Eski gerilla, şimdiki Uruguay Devlet Başkanı Pepe Mujica, hâlâ eski evinde yaşıyor. Ve devlet başkanlığı çalışmalarını da genelde buradan yürütüyor. Bakkaldan ekmeğini ve kasaptan etini kendisi alıyor; yemeklerini de eşiyle birlikte yapıyorlar. Başkan bulaşıkları da kendisi yıkıyor. Devlet başkanı olduktan sonra mütevazi yaşamı hiç değişmedi. Mujica bu özellikleriyle Latin Amerika medyasının ilgisini de çekiyor. Çünkü bu konuda Latin Amerika’da neredeyse tek örnek.
Başkan, asıl adı José Alberto Mujica Cordano olan, ancak halk arasında Pepe Mujica olarak tanınan çiftçi kökenli bir insan.
Mujica kendisi ile ilgili şunları söylüyor: “Benim yaşam stilim kendi hayatımdaki evrimi yaşamaktır. Hayatım boyunca eşitlik için mücadele ettim. İnsanlar aslında para ile satın almıyorlar, zamanlarını harcayarak satın alıyorlar. Çünkü zamanlarını, bu paraya sahip olmak için harcıyorlar.”

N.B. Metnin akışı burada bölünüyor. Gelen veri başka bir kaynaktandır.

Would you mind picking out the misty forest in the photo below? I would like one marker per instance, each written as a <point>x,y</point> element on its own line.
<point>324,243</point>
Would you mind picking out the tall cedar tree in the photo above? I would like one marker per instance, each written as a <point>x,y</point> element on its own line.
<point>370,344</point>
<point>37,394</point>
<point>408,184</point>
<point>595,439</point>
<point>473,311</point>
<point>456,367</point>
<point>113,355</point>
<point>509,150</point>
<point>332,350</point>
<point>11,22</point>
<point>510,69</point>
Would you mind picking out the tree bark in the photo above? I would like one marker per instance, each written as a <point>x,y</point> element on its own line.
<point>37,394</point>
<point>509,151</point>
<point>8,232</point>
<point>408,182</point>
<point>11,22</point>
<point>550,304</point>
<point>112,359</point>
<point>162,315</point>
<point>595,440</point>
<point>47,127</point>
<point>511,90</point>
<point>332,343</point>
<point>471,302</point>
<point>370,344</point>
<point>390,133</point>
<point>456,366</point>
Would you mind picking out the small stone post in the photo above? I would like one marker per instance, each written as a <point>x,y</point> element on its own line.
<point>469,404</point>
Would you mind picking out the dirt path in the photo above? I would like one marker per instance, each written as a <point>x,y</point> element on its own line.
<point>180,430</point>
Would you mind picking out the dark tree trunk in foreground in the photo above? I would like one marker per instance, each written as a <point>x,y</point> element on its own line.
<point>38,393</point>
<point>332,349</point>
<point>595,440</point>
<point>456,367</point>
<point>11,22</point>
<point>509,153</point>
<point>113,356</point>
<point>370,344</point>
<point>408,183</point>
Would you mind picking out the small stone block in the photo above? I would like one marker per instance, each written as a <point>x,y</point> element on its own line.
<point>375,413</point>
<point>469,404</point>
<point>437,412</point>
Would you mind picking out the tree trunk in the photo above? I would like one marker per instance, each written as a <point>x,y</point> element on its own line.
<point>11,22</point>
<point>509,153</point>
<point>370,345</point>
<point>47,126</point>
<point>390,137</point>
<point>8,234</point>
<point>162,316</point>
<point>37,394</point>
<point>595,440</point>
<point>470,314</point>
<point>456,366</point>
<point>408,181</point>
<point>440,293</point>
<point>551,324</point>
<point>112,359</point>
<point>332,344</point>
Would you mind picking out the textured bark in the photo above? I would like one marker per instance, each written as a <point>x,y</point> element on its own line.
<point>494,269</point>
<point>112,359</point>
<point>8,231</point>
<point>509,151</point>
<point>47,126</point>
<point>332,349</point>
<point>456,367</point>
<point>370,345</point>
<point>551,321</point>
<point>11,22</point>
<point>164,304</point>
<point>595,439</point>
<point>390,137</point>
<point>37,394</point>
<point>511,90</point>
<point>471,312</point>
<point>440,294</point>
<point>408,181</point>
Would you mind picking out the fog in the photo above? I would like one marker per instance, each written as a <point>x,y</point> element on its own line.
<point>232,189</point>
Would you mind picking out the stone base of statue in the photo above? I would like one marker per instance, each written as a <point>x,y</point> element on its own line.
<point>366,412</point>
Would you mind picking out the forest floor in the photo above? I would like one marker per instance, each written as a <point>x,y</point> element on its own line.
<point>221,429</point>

Mujica, 40 yıldan fazladır evli olduğu eşiyle mütevazi evinde yaşıyor ve başkan seçildikten sonra yaşamında en küçük ayrıcalıklı bir değişiklik olmadı. Mujica’nın eski model bir kaplumbağa tipi wolkswagen arabası var ve maaşının yüzde 90’ını da yoksullara dağıtıyor. Bu özelliği ile, dünyanın en yoksul başkanı olarak biliniyor. Maaşı 12.500 dolar olan Başkan, sadece 1250 dolar ile yaşıyor ve bunun dışındaki tüm parayı dağıtıyor. Ayrıca bir koruma ordusu ile de gezmiyor.
78 yaşındaki eski Tupamaro gerillasi olan Mujica, 14 yıl hapis yatmıştı.